Attacchi hacker: imprese e privati sotto scacco


Come difendersi dopo i casi Hacking Team, Anonymous Iag e Thc Squad?
Attacchi hacker: imprese e privati sotto scacco

In un mondo sempre più virtuale e globalizzato nessuno può considerarsi davvero al sicuro, soprattutto se non si adottano precauzioni a prova di esperto che possano contrastare le intrusioni di hacker, hacktivist o, peggio ancora cybercriminali. E il rischio riguarda sia i privati cittadini che quotidianamente navigano in Internet o compiono acquisti online sia le imprese, enti pubblici e istituzioni di pubblica sicurezza.
Gli ultimi fatti italiani alla ribalta della cronaca ne sono una prova schiacciante.

E’ recente, infatti, l’operazione della Polizia di Stato contro due diversi gruppi di pirati informatici, gli Anonymous Iag e i Thc Squad, responsabili di diversi attacchi informatici ai sistemi di imprese private, enti pubblici e istituzioni detentrici di dati sensibili e critici per la sicurezza nazionale.
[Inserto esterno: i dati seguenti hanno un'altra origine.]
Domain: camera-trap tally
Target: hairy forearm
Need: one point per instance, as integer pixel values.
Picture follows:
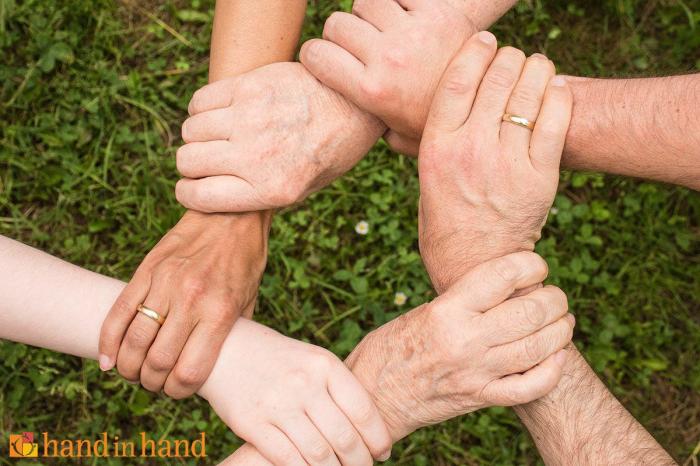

Tra i siti presi di mira dai pirati informatici ci sono addirittura quelli della stessa Polizia Postale, delle camere del lavoro in Lombardia, di alcuni importanti sindacati italiani, quello del Cnr (centro nazionale ricerche) e quello dell'Agenzia del Territorio.Sono state effettuate ricerche e perquisizioni a tappeto in molte delle principali province italiane, come Roma, Monza, Milano, Napoli, Ancona, Torino, Modena, Verona, Udine, Brindisi, Teramo e Varese, al termine delle quali sono state denunciate 15 persone, tra cui molti minorenni e un 40enne con precedenti penali.

Ma il caso che in queste ore sta facendo ancora più scalpore è quello dell’Hacking Team, un’azienda milanese considerata leader nei sistemi di sicurezza informatici e creatrice di software di sorveglianza per aziende, governi e intelligence. Eppure, anche l’azienda che sarebbe dovuta essere inespugnabile è stata vittima di un attacco informatico con una conseguente fuga di informazioni riservate e delicate ora a diposizione di hacker e cybercriminali. La procura di Milano ha aperto due inchieste, la prima sull’intrusione informatica e l’altra per presunti accessi illegittimi compiuti da parte di ex dipendenti dell’azienda stessa.

La fuga di notizie è diventata potenzialmente pericolosa per utenti privati e aziende. Tra le informazioni più critiche c’è anche quella che rivela la vulnerabilità del plugin Flash player, utilizzato quotidianamente da migliaia di utenti, e che Adobe non è ancora riuscito a risolvere. Il plugin Flash player potrebbe rappresentare, quindi, un cavallo di troia per i pirati informatici allo scopo di carpire dati e informazioni riservate.

Ecco che allora è indispensabile affidarsi a un esperto di sicurezza informatica per proteggere il proprio pc e la propria azienda. Intanto, alcuni consigli immediati sono quelli di utilizzare il programma Detekt per verificare se il proprio pc è spiato da uno dei software spia di Hacking Team, disinstallare tutti i prodotti di Adobe, primo fra tutti il plugin Flash player (Mozilla e Firefox hanno già bloccato il suo uso finchè il plugin non sarà considerato inattaccabile) e, ovviamente quello di aggiornare il proprio antivirus.

E’ evidente che questi sono solo rimedi generici perché per continuare a navigare e a condividere dati in piena tranquillità, soprattutto nel caso delle aziende, è indispensabile l’assistenza di un esperto in sicurezza informatica.